My mum released me. "Why are you here?" She gestured to my room and I shrugged. "I just wanted to see what it looked like again, after all these times."

She narrowed her eyes at the vacuum cleaner with me. "Were you planning to clean again? Why bother cleaning if you are not going to stay here."

I turned to her, curious. "If you can't bear staying or looking at the room, how did you manage staying here. Others would have moved immediately or as soon as they were able, you know?" It had always been a question on my mind. My mum had come to see my father lying in his own pool of blood and me passed out in my room, and the next few years had been one of horror for both of us.

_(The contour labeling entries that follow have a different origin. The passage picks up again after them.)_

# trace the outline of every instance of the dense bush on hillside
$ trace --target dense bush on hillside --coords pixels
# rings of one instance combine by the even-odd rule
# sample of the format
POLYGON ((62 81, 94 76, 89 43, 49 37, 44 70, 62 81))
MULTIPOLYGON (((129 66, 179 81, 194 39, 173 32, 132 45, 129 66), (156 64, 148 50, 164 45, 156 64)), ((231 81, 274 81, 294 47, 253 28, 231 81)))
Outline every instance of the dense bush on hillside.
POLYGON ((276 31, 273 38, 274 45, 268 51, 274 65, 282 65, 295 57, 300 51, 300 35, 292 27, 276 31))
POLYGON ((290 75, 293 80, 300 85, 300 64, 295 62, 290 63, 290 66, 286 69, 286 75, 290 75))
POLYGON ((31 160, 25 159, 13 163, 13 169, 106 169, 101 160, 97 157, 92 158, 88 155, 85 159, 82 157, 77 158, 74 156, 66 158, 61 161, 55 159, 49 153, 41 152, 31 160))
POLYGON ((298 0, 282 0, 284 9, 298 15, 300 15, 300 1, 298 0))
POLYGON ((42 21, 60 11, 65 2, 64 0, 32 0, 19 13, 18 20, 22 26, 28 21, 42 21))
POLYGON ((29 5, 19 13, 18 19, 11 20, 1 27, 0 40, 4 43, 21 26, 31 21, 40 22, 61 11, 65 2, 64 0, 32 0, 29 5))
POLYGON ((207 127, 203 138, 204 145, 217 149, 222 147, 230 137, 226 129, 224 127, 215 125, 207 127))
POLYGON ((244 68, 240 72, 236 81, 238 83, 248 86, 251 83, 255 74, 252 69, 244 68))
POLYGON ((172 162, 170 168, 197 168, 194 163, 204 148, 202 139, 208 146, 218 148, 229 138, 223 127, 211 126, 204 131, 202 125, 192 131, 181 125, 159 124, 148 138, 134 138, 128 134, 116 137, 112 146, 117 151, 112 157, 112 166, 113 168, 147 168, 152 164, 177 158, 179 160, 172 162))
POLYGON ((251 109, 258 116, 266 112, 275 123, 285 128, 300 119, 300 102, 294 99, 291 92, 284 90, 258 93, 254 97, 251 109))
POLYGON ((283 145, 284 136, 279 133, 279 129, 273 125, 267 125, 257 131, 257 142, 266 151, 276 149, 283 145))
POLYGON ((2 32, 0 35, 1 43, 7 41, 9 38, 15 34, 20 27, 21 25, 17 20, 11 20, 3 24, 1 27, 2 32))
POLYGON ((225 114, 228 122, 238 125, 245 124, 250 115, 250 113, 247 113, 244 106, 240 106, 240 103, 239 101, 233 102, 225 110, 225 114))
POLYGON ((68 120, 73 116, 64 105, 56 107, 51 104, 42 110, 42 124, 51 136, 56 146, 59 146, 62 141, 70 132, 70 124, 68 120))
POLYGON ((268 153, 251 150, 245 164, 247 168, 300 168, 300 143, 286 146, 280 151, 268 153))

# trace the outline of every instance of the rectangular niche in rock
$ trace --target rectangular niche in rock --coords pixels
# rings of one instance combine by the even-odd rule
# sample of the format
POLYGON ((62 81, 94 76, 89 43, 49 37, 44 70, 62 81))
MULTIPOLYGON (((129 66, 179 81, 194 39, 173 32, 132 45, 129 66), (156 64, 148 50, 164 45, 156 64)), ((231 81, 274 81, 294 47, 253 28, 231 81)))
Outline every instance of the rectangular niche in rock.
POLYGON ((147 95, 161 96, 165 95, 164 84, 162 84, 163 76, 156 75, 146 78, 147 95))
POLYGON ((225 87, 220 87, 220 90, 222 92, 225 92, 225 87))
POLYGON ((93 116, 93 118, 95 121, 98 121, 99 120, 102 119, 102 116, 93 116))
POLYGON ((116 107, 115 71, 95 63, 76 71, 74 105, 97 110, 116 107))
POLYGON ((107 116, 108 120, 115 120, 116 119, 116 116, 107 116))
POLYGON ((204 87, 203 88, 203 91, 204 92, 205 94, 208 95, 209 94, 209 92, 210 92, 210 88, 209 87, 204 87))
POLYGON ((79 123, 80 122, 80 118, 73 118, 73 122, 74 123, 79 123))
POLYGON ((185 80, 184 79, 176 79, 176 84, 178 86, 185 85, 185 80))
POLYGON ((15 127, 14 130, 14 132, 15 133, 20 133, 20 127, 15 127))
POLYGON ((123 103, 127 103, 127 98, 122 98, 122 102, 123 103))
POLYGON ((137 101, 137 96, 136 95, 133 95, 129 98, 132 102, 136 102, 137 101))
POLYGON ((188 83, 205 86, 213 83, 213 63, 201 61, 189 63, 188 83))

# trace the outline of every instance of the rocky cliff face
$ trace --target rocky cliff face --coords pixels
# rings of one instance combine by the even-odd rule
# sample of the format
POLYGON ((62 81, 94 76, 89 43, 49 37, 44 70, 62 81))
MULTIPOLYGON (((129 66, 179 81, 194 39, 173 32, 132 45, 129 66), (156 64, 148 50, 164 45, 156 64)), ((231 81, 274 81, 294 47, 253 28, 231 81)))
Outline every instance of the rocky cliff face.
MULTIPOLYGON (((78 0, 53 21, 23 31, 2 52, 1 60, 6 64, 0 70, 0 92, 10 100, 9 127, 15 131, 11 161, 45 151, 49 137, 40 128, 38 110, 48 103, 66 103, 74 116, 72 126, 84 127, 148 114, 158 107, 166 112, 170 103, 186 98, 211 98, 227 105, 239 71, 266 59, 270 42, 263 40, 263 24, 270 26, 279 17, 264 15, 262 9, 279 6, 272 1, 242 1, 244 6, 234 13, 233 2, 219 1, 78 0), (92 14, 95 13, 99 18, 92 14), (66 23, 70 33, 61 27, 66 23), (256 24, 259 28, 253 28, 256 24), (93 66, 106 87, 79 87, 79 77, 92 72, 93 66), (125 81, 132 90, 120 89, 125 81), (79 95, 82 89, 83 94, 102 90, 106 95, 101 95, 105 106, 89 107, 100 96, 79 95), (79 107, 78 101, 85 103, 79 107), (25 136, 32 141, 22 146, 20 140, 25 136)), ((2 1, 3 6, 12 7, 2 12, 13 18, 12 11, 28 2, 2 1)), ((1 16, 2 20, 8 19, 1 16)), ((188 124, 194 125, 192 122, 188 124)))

She shrugged. "I didn't really have a choice after it happened. Even before, it wasn't like we had that much money lying around. Nobody was going to buy a house where someone had been murdered, and I didn't even have the money to renovate it. Did that really affect you? She asked, fear injecting her voice.

I caressed her hair. "After the first few years, it didn't. I knew we had no choice and I could live with it after a while." I hid my face from her scrutiny and looked at the place where, for the longest time, the trace of unwashed blood had remained. While we had stayed together in my mum's room, she had eventually been unable to live with my nightmares. It felt like every time I had a nightmare, she was broken up a little more, so I'd made the choice to move back into my room and I didn't regret my decision, not one bit. It meant I could still have my mother with me, something I'd been terrified of my whole life.

She grabbed my hand. "Are you hungry? Let me make something for you to eat. It's not so often that you come home, I want to enjoy it." I held her hands tighter as we moved to the tiny kitchen in the house.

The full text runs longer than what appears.